In December 2015, the Somali government replaced Governor Hiran for his involvement in the murders in Beledweyne. In the same month, the Somali President visits Beledweyne.

In January 2016, three people were killed in a clan war in Hiran.

In August 2016, Somalia's interior minister rejected a local request to divide Hiran into two regions.

In October 2016, Somali government and Ethiopian troops withdrew from the Halgan District of Hiran and were replaced by al-Shabaab. The withdrawal of Ethiopian troops is reportedly related to a state of emergency declaration issued in response to anti-government protests in Ethiopia.

In December 2016, Governor Hiran destroyed more than 50 charcoal burning facilities in Mataban District to prevent illegal logging and arrested more than 20 people.

In November 2017, the Hiran government declared a halt to the use of Somali shillings because villages controlled by al-Shabaab refused to accept high denomination 1,000 Somali shilling bills and because of the influx of counterfeit bills from Puntland, which caused massive inflation.
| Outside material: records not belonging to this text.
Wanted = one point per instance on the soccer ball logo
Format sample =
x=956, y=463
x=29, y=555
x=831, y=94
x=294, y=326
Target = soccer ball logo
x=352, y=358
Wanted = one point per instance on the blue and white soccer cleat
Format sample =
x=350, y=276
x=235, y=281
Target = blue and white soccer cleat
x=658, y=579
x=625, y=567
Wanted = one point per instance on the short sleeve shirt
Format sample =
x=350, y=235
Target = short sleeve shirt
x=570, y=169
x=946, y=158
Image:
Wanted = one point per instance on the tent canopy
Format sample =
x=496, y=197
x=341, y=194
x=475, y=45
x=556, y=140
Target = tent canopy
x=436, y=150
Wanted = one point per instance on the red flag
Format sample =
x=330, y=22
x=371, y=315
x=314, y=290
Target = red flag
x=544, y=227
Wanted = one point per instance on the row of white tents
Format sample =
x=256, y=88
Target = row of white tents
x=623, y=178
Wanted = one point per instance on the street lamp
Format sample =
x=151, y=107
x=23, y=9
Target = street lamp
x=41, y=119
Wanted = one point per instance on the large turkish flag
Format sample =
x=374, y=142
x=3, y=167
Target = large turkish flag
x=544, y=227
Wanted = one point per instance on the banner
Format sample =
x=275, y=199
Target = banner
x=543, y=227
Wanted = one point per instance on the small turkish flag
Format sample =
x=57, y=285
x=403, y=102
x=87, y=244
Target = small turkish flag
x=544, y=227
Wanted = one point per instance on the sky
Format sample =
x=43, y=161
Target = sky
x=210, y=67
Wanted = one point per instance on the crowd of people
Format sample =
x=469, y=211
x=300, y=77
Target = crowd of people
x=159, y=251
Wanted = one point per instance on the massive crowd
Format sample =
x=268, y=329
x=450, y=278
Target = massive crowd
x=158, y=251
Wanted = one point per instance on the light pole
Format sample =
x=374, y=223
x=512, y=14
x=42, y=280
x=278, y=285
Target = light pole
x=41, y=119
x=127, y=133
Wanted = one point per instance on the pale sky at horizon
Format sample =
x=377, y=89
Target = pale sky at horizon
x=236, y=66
United States dollars were to be used for transactions.

In October 2019, Beledweyne was severely damaged by the flooding of the Jubba and Shebelle Rivers. In November 2019, the African Union Commission assisted flooded Beledweyne with $87,000 worth of relief supplies.

In March 2020, President Mohamed Abdi Ware of Hirshabelle State dismisses Hiran Governor Ali Mohamed Arale and reappoints his predecessor Ali Jeyte Osman, but Arale refuses.

In June 2022, a clan attacked the al-Shabaab base in Booco.